Les deux frères racontèrent au vieillard les dangers, d’Aïxa et son dévouement. À mesure qu’ils parlaient, d’Albérique tremblait d’étonnement et d’effroi.

— Est-il possible, s’écria-t-il avec une sainte indignation. T’immoler pour moi et pour nous ! Qui t’en avait donné le droit ? qui te l’avait permis ?

— Vous, mon père ! vous ! dit-elle en retirant de son sein sa lettre, qu’elle lui montra.

— Oui, répondit le vieillard, j’ai dit qu’il fallait sacrifier pour ses frères les biens les plus précieux, la fortune et la vie, et je suis prêt à le faire. Mais l’honneur de ma fille, mais notre honneur à nous, est un bien dont nous ne pouvons pas disposer. Nous devons le rendre intact comme nous l’avons reçu. Oui, continua-t-il avec chaleur et en levant les yeux au ciel, nos existences et nos biens sont au roi, mais notre honneur est à Dieu !..

Aïxa était tombée à ses genoux qu’elle embrassait.

— Lève-toi, lui dit-il, lève-toi, mon enfant bien-aimée, j’espère qu’il ne nous en coûtera pas si cher. À moins qu’un esprit d’erreur et de vertige n’ait frappé notre souverain et ses ministres, ils accepteront les offres que je vais leur faire.

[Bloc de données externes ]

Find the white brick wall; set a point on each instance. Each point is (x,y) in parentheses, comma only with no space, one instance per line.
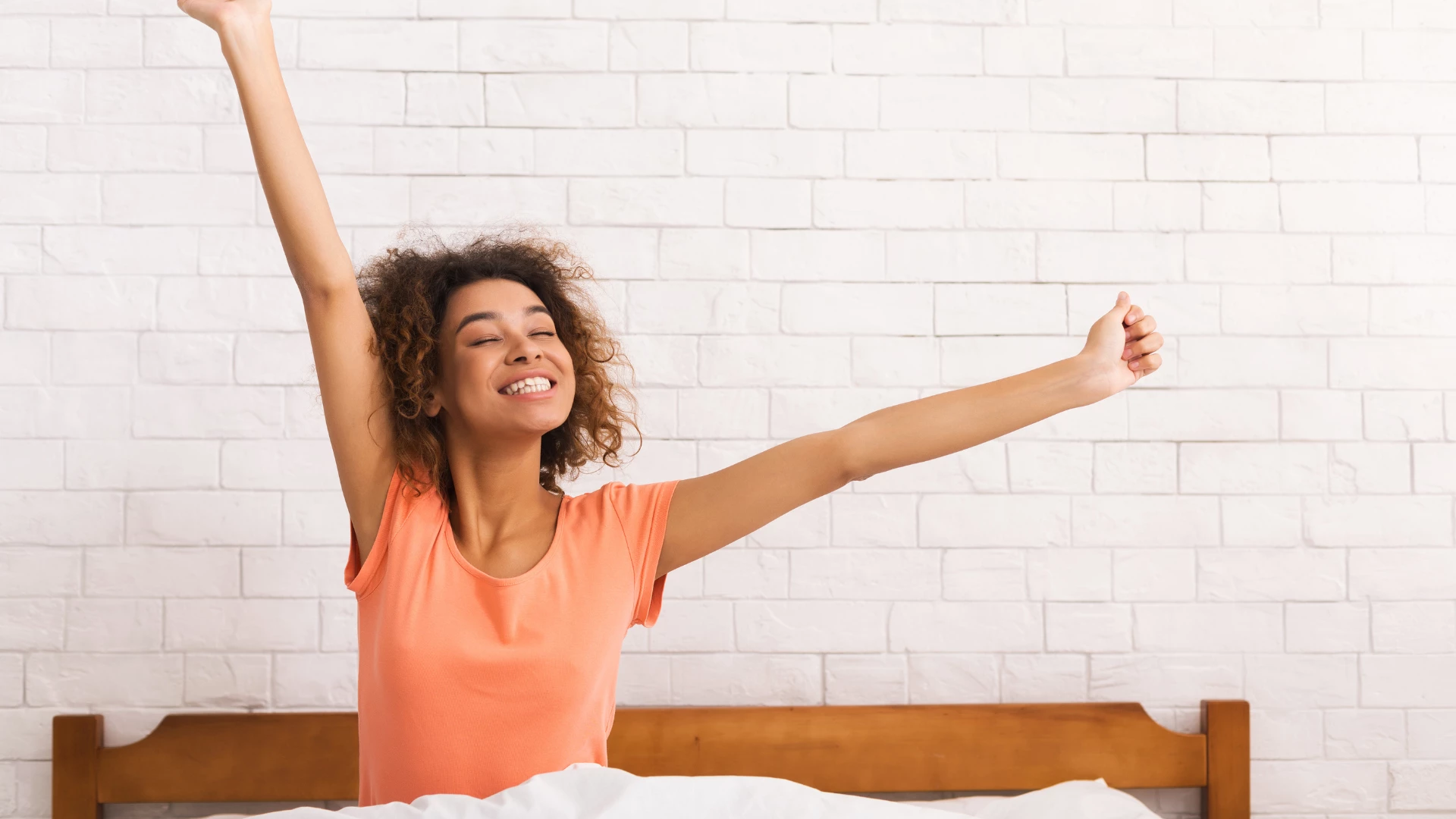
(800,212)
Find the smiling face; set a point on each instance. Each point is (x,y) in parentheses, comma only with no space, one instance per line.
(504,373)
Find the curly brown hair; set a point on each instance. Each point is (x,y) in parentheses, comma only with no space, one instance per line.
(406,292)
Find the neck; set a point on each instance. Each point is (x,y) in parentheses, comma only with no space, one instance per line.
(498,493)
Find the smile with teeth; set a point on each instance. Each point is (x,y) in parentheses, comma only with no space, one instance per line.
(535,384)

— Et s’ils refusent ? s’écria Yézid.

— Il faudra bien, répondit le vieillard, abandonner notre patrie, partir pour l’exil, et aller mourir sur le sol étranger.

— Il y a encore un autre parti, dit Yézid d’un air sombre.

— Et lequel ?

— Défendre cette patrie les armes à la main, et y mourir, si l’on n’y peut vivre.

— Non, non, s’écria le vieillard, espérons encore… mais hâtons-nous, les moments sont précieux. Si ce fatal édit était signé, tous nos efforts seraient inutiles.

Aïxa tressaillit, et Yézid secoua la tête d’un air de doute ; Piquillo seul partageait les espérances du vieillard.

— Je vous accompagnerai, s’écria-t-il ; il faudra bien que le duc de Lerma vous entende !

— C’est là le plus difficile, dit d’Albérique ; on prétend qu’il est presque impossible d’arriver jusqu’à lui, pour nous autres du moins.

— Je vous conduirai moi-même, et il vous recevra, je vous en réponds.

Il fut donc convenu que Aïxa et Yézid continueraient leur route pour Valence et que Piquillo reviendrait le matin même à Madrid avec le vieillard.

Quelques _heures après, Delascar et Piquillo descendaient à l’hôtel de Santarem, que Aïxa avait mis à la disposition de son père ; et à peine celui-ci eut-il pris le temps de se reposer, qu’il s’achemina avec son fils vers le palais du duc de Lerma.